Suppose $X$ is a topological space. We define $X_+$ to be the based space whose underlying space is $X \sqcup *$ and $*$ is the base point. Provide an explicit homeomorphism between $S^n _+ \land S^1 $ (smash product) and the space obtained by identifying the north and the south poles of $S^{n+1}$.
I only know the defintion of Smash product. I tried but could not make any progress whtasoever.
Thanks in advance for help.
Observe that $\mathbb{S}^n_+\land \mathbb{S}^1=\frac{(\mathbb{S}^n\sqcup *)\times(\mathbb{S}^1,1)}{(\mathbb{S}^n\sqcup *)\lor(\mathbb{S}^1,1)}=\frac{\mathbb{S}^n\times\mathbb{S}^1\bigsqcup (*\times \mathbb{S}^1)}{\mathbb{S}^n\times 1\cup (*\times\mathbb{S}^1)}=\frac{\mathbb{S}^n\times\mathbb{S}^1}{\mathbb{S}^n\times 1}$. So we just have to check that $\frac{\mathbb{S}^n\times\mathbb{S}^1}{\mathbb{S}^n\times 1}\cong \frac{\mathbb{S}^{n+1}}{\{N=S\}}$, where $N, S$ are respectively the North and South poles.

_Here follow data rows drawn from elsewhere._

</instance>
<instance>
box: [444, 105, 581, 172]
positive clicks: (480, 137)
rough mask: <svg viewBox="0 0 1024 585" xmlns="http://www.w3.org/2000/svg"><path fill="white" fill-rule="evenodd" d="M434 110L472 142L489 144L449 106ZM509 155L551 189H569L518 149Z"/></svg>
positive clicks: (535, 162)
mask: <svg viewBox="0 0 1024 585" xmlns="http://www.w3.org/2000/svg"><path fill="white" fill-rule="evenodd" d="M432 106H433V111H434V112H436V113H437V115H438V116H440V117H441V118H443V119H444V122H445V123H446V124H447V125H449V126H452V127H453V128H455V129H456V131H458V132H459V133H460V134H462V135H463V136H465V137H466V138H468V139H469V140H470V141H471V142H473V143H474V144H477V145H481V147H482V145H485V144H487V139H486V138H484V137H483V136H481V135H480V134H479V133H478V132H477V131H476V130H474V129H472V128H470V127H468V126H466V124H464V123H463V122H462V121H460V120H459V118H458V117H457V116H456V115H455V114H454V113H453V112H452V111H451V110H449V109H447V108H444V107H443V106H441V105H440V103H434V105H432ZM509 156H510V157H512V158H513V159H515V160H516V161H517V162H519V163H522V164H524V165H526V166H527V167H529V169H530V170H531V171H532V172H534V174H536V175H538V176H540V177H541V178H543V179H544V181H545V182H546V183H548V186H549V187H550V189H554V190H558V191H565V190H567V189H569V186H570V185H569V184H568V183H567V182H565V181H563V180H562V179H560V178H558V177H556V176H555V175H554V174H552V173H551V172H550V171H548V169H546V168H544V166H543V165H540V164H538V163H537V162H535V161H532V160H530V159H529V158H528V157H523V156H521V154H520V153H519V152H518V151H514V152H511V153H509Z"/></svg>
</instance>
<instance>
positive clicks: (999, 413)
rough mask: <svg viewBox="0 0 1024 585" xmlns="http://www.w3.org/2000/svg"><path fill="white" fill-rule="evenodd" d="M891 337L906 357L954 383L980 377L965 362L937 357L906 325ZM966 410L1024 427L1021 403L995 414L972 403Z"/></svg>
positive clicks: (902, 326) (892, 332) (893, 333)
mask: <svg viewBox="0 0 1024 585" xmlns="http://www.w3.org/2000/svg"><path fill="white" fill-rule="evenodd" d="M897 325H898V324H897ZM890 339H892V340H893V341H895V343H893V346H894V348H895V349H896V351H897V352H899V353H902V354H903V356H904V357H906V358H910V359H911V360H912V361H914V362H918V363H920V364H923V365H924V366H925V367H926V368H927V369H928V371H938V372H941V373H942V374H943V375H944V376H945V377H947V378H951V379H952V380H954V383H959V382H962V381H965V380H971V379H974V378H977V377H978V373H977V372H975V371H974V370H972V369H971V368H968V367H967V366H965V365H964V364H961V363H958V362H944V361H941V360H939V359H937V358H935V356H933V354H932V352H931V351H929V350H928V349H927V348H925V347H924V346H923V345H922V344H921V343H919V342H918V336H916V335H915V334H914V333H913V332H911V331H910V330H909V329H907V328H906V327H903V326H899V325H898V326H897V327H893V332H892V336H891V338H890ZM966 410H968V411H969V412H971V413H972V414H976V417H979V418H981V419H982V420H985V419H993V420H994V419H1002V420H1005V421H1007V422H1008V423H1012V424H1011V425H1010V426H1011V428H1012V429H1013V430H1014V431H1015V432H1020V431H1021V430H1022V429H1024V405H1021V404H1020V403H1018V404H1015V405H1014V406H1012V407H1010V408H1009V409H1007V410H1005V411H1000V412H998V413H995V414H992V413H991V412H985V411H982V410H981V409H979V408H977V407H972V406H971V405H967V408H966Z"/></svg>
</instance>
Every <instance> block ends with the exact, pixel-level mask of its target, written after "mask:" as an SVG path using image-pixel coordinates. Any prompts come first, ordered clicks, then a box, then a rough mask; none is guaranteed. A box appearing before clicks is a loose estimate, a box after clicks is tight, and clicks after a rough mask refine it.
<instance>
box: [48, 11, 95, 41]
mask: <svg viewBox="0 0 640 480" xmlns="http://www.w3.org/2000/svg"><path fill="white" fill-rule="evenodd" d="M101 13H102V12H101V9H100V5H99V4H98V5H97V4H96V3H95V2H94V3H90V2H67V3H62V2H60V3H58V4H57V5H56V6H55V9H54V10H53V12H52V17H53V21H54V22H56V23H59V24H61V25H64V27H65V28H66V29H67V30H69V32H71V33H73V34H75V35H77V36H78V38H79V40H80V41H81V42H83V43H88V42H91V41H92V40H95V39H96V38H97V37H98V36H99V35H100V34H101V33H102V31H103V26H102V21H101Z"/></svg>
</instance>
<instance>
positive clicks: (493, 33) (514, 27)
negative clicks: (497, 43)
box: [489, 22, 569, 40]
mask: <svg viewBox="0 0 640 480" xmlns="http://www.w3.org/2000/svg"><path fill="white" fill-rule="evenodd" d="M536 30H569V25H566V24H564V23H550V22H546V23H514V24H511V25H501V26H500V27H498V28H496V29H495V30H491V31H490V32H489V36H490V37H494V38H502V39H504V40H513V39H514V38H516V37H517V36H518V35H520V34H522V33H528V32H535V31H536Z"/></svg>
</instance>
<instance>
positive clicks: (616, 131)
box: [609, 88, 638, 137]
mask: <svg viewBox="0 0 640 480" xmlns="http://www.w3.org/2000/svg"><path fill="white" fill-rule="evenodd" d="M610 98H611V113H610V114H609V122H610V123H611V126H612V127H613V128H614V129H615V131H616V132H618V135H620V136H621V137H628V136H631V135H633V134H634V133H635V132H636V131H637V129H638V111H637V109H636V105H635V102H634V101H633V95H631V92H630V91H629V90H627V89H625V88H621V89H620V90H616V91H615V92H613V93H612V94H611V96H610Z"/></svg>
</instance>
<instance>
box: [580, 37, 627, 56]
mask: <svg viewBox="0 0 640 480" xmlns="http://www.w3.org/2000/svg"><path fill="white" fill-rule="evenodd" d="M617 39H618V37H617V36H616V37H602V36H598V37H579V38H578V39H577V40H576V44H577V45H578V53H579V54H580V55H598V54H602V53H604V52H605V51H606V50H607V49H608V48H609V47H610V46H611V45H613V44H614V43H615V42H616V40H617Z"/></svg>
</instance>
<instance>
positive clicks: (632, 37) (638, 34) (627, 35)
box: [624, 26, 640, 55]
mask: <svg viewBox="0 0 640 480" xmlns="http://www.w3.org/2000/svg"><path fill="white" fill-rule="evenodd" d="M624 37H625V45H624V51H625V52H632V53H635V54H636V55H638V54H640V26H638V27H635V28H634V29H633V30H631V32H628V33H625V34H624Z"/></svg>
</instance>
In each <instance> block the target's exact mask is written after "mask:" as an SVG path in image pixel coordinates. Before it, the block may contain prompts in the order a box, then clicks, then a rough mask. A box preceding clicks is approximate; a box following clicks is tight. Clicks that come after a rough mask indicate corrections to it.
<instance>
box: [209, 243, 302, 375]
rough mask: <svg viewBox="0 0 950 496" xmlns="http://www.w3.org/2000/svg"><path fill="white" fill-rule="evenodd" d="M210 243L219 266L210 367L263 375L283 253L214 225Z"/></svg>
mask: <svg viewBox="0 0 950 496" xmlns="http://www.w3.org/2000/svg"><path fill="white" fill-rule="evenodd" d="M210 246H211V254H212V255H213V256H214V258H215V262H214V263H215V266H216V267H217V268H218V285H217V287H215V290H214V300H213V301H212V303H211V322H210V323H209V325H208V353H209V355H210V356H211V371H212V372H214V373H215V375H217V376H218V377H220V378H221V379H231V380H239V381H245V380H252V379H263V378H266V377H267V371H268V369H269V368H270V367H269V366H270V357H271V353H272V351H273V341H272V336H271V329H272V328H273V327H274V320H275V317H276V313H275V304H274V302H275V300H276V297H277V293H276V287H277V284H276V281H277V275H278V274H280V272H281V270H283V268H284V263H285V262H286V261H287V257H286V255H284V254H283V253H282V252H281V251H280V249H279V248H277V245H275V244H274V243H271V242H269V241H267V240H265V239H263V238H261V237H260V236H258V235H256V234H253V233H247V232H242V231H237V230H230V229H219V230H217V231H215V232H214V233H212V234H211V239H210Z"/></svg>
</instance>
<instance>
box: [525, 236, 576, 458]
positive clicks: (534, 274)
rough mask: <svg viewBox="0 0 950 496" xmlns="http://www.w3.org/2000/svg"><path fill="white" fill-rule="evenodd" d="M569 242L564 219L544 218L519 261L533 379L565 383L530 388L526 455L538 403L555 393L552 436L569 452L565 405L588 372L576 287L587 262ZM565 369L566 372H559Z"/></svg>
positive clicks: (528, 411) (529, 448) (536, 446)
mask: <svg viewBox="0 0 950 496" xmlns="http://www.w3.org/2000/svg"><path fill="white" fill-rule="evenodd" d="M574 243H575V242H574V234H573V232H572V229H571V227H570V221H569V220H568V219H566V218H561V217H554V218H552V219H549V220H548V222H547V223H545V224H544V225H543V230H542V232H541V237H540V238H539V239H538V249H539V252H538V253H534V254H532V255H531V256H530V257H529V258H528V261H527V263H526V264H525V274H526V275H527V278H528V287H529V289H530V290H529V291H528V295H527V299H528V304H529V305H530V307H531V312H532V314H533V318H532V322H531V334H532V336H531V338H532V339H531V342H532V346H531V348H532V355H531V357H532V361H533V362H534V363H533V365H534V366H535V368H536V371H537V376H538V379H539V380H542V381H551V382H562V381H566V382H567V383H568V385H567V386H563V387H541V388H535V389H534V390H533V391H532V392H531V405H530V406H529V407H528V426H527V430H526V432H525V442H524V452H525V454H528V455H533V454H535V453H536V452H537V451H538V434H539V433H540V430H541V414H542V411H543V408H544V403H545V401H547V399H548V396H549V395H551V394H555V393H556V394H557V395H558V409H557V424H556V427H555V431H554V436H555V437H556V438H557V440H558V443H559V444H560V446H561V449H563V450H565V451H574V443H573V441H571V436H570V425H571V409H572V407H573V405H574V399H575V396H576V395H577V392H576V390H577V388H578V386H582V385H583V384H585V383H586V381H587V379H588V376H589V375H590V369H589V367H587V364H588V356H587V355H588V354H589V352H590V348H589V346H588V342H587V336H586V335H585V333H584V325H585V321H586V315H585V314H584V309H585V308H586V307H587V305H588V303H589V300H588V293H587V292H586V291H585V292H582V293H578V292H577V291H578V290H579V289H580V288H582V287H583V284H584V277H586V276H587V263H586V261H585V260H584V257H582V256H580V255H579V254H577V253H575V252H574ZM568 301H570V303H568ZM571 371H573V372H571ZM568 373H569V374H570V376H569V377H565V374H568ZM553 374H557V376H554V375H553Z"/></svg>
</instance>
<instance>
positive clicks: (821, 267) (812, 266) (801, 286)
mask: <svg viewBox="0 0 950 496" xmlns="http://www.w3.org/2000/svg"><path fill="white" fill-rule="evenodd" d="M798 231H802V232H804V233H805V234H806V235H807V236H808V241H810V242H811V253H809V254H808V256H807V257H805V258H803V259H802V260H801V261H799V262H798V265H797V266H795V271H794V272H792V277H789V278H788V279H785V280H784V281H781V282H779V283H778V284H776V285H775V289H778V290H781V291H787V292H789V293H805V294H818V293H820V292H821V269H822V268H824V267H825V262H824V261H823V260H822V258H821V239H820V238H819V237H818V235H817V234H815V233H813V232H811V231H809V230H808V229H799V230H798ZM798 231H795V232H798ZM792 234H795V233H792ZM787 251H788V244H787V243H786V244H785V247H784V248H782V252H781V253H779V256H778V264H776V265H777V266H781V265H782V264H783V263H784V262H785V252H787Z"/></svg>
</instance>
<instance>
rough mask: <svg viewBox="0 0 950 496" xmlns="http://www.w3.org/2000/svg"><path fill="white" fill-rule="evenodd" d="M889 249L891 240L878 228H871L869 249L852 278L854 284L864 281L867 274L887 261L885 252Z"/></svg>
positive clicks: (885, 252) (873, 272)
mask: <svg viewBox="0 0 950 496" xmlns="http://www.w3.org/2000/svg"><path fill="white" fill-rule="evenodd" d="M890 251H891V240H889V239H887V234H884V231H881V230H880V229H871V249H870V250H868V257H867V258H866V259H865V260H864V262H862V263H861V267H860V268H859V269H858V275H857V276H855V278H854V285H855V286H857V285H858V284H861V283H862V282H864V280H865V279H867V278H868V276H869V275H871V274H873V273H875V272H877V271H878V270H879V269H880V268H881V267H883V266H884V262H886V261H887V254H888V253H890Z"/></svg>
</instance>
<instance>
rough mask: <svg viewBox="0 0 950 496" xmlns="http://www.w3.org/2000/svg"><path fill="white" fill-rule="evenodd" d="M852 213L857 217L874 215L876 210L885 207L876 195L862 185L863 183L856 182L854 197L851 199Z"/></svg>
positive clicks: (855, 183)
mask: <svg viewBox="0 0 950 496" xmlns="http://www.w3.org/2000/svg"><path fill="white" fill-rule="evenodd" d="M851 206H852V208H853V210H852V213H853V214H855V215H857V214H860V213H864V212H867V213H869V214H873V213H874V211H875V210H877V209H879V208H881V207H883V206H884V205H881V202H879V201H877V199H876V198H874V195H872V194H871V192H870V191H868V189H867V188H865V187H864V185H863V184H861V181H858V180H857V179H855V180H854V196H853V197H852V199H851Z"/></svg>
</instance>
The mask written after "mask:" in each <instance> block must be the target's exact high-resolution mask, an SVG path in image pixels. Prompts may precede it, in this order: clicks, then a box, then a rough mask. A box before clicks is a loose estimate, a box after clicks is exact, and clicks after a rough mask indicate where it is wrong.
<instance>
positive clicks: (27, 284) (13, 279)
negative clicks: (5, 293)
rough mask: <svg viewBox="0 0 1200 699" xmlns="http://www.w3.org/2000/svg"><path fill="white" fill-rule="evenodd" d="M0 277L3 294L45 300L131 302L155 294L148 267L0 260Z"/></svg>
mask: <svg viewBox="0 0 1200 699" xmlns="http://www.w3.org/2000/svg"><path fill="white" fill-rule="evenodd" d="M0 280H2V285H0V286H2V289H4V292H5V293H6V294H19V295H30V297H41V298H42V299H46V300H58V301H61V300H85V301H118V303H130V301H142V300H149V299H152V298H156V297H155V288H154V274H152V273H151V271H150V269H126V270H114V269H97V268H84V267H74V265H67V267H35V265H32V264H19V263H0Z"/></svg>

To see this, observe that $\frac{\mathbb{S}^n\times\mathbb{S}^1}{\mathbb{S}^n\times 1}$ is the result of a quotient of $\mathbb{S}^n\times I$, first via the map $(Id_{\mathbb{S}^n},\exp)$ (which identifies $(x,0)=(x,1), \forall x\in \mathbb{S}^n$) to get $\mathbb{S}^n\times\mathbb{S}^1$, and then collapses the subspace $\mathbb{S}^n\times 1$ of all the points $\{(x,0),(x,1)\}_{x\in \mathbb{S}^n}$ (after the first quotient, $\{(x,0),(x,1)\}$ is a single point for every $x\in \mathbb{S}^n$).
On the other hand, $\frac{\mathbb{S}^{n+1}}{\{N=S\}}$ can also be seen as a quotient of $\mathbb{S}^n\times I$ by first collapsing each of the subspaces $\mathbb{S}^n\times 0$, $\mathbb{S}^n\times 1$ to get $\mathbb{S}^{n+1}$ and then identifying these two points that would be the North and South poles.
The thing is that through this two quotients, the fibers are the same, i.e in both cases the subspaces collapsed to points are the same in $\mathbb{S}^n\times I$. By the uniqueness of quotient spaces (e.g Theorem 3.75 page 72 in John Lee's Introduction to Topological Manifolds, 2011), you get your homeomorphism.
If you take $n=1$ and make both quotients, you'll get a very good feeling of what I've done here.